Oltre al racconto della vicenda di Augusto Piperno e di sua moglie
Virginia e di quella di Fritz Warschauer, abbiamo concluso il
lavoro spiegando che cosa sono le pietre per noi e perché è stato
importante eseguire due brani: Fratelli
d’Italia e Libertango,
quando le hanno installate.
Viale Giulio Cesare 223 (vai alla scheda)
Viale Giulio Cesare è una strada parallela a viale delle
Milizie ed è lunga più di un chilometro e mezzo.
E’ un viale rettilineo che collega il Lungotevere a via
Leone IV , vicino alle mura Vaticane e mano a mano che ci si
avvicina all’ incrocio con via Ottaviano, oltre ad ospitare
tante caserme , spuntano palazzi sempre più alti. Il continuo
clacson delle macchine e il chiacchiericcio dei turisti, i molti
negozi e le innumerevoli pizzerie al taglio, vista la vicinanza
con la basilica di San Pietro, l’afflusso di gente dalla
stazione della metropolitana rendono questa via caotica.

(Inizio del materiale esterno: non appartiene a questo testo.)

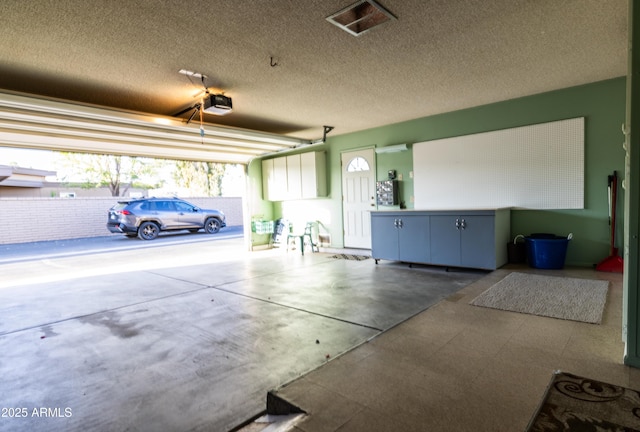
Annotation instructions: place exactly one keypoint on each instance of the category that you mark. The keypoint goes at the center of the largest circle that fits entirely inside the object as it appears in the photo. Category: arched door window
(358, 164)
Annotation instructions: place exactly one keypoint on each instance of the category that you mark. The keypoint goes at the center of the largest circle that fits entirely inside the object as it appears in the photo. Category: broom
(613, 263)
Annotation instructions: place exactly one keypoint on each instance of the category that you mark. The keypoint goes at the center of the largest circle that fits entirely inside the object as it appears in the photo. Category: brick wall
(26, 220)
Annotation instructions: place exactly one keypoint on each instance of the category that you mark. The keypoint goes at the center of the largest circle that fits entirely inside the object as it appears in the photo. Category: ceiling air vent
(361, 17)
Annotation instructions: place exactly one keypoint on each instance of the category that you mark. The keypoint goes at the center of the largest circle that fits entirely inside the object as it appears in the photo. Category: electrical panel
(387, 192)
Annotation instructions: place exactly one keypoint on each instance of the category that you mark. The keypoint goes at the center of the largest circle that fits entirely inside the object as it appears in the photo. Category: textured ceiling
(438, 56)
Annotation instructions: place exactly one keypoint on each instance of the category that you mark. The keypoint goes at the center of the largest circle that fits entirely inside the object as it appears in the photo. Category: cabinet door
(278, 191)
(309, 175)
(267, 179)
(294, 178)
(413, 239)
(384, 237)
(445, 240)
(478, 242)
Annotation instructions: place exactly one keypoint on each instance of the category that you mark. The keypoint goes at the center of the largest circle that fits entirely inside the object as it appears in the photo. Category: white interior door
(358, 197)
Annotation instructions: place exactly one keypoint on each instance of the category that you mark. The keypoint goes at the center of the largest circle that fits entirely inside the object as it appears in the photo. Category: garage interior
(107, 78)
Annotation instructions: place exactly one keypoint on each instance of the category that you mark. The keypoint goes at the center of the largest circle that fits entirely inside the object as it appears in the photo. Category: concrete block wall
(27, 220)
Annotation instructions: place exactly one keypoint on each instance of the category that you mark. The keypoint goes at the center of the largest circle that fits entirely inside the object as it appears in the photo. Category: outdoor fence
(27, 220)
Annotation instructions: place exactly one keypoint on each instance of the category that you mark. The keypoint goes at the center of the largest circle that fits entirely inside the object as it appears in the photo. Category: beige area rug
(350, 257)
(577, 404)
(550, 296)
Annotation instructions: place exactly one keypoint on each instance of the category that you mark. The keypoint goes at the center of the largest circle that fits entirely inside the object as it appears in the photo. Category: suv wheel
(212, 225)
(148, 231)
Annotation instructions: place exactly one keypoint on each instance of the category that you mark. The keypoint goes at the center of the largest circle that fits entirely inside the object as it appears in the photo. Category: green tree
(118, 173)
(203, 178)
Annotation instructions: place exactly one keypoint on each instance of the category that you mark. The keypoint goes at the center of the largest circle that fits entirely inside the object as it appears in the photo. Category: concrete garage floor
(187, 337)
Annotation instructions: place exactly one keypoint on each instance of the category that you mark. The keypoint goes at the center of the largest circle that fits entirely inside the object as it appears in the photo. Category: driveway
(187, 336)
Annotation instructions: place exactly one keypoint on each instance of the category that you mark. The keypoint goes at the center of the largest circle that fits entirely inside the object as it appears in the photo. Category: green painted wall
(603, 106)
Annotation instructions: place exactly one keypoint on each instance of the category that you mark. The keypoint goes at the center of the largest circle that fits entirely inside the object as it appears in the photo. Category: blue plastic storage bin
(546, 251)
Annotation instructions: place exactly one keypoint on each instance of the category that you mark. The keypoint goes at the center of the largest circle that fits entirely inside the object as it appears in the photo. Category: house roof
(290, 71)
(23, 177)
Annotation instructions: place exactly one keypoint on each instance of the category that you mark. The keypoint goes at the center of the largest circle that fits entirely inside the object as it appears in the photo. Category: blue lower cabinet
(470, 238)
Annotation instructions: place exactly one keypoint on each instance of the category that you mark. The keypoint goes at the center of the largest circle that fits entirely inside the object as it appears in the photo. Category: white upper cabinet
(300, 176)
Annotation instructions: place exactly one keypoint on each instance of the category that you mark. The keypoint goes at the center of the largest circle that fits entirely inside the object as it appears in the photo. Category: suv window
(162, 206)
(184, 207)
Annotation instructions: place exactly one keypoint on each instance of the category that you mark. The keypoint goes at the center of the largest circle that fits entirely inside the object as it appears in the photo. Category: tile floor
(457, 367)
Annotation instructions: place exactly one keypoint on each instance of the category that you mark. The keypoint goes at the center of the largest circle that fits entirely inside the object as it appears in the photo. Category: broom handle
(614, 190)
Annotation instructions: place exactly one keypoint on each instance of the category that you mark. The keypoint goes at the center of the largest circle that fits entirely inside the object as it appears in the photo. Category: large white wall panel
(536, 167)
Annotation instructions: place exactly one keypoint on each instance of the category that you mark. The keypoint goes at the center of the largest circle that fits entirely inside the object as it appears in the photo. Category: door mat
(551, 296)
(573, 404)
(350, 257)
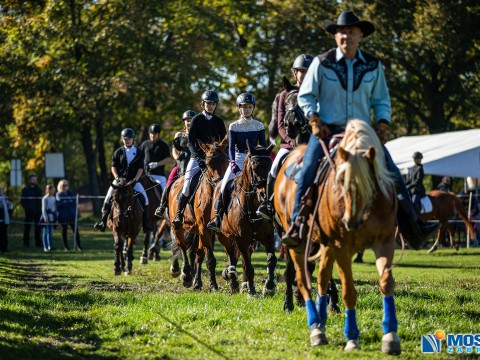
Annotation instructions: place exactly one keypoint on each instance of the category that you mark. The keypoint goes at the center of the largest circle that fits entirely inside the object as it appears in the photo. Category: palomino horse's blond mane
(359, 137)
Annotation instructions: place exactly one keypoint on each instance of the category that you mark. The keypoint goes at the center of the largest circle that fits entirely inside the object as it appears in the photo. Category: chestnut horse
(356, 209)
(197, 215)
(444, 206)
(125, 220)
(241, 227)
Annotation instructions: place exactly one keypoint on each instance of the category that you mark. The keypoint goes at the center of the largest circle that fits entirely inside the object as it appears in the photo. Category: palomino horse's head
(122, 202)
(216, 159)
(361, 173)
(257, 165)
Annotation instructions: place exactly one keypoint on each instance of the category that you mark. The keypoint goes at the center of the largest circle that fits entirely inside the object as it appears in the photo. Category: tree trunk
(90, 158)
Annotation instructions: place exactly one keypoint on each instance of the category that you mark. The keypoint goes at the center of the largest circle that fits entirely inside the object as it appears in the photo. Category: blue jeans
(47, 236)
(311, 159)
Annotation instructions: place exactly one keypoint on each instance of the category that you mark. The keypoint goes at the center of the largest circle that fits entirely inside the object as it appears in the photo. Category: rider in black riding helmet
(208, 128)
(299, 69)
(127, 163)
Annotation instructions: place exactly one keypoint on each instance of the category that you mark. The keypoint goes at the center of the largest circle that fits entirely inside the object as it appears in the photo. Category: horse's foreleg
(317, 330)
(343, 257)
(146, 243)
(390, 340)
(118, 248)
(248, 269)
(271, 283)
(289, 280)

Il palazzo al numero civico 223 è stato ristrutturato
e sembra più moderno rispetto agli altri palazzi intorno.
Non si sa come si presentava all’epoca, sicuramente era
diverso da oggi soprattutto per il colore rosa salmone dell’intonaco;
di aspetto è accogliente: pochi piani, un attico luminoso
e un vasto atrio al piano terra. All’esterno il palazzo
ospita anche un cinema storico del quartiere, ora diventato
multisala.
Nulla fa pensare che anche da qui, il 16 ottobre del 1943,
siano stati deportati due cittadini italiani di fede ebraica,
due anziani coniugi: Augusto Piperno e Virginia Baroccio.
Augusto era nato a Roma, il 29 aprile 1874. Pochi anni separano
la sua nascita dal 1870, quando l’arrivo dei “Piemontesi” in
città aveva portato alla fine del dominio pontificio
e garantito pieni diritti civili ai cittadini romani di fede
ebraica.
I suoi genitori, Giacomo Piperno e Rosa Menasci, erano proprietari
di un’azienda tessile dove avrebbero in seguito lavorato
anche i suoi fratelli maggiori. Augusto, invece, si iscrive all’università di
ingegneria di Torino, l’unica all’epoca presente,
dove si laurea in ingegneria industriale.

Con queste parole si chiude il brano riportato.